The ‘collapse’ scenario explored what would happen to Madeira’s laurisilva forest if a natural or social disaster caused the collapse of the status quo. In the end we identified two main collapse scenarios: one led by nature, the other led by social factors.
In the first, drivers related to social systems would be affected and their collapse would lead to a different human organization on the island, which in its turn would affect the development of the forest and its ecosystem. Humans would eventually disappear and the forest would revert to its original state, significantly healthier and less endangered than ever before.
In the second scenario we looked at what would happen to the forest in case of a large-scale natural disaster. According to present scientific hypotheses, a large chunk of the Canary Islands is expected to break off and fall into the ocean. Such an event would cause an enormous tsunami, which would affect Madeira, the coast of Africa, and would eventually reach South America. Such a huge wave of seawater would change the face of the Madeiran coastline forever. In Madeira waters would surge by two or three hundred metres, destroying most human settlements along the coast, including the main cities of Funchal, Machico, Canical, Sao Jorge, Porto Moniz, and Calheta. Water channels would also be compromised: levada (irrigation) water would be polluted by salt and mud. Most of the population would likely perish. Many of the remaining survivors would emigrate; only a few would stay and try to rebuild their lives on the island.
In this scenario aid and rescue efforts from the mainland were limited, as they had also been affected by the disaster. Islanders retreated into the laurel forest and after some time they adapted to life there, learning to respect nature and eventually living in harmony with it.

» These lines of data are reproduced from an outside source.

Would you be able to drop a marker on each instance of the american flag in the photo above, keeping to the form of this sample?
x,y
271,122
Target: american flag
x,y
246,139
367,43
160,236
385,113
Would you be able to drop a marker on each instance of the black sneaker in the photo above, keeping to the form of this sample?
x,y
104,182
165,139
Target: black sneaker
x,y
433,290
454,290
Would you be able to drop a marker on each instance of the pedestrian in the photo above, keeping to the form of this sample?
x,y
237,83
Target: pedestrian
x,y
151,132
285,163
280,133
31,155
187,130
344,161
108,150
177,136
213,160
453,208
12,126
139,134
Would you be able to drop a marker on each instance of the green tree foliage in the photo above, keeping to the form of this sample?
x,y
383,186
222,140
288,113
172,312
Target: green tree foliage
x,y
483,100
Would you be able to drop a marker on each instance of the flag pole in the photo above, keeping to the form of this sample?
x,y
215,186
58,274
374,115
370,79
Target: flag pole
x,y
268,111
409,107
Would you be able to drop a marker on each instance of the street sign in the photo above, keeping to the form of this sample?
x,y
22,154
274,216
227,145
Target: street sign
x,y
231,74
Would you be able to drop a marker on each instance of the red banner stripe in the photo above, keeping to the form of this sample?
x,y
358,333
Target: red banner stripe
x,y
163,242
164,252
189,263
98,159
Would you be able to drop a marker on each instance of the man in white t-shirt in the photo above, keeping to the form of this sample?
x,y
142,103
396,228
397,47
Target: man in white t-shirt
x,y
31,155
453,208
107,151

This allowed the forest to gradually expand and reach its natural boundaries, as they were before humans settled on the island and modified the ecosystem. Respecting the forest enabled humans to live better and survive longer, and in return humans and nature developed a healthier, more symbiotic relationship.
People in this scenario reorganized themselves into tribes and used the barter system as their main economic model. The laurisilva forest was given its proper respect and Laura became a sort of god, and her remedies were considered sacred. A special group of monks became dedicated to watching over what was left of the herbarium Laura had compiled centuries before.
A few adventurous visitors were curious about the island. They heard about its strange system of tribes living in harmony with nature and wanted to visit. However, a number of the relatively few tourists that now came to visit the very changed island of Madeira were reported lost and never returned. Human bones were sometimes found washed up on the beach near the rivers that came down from the forests.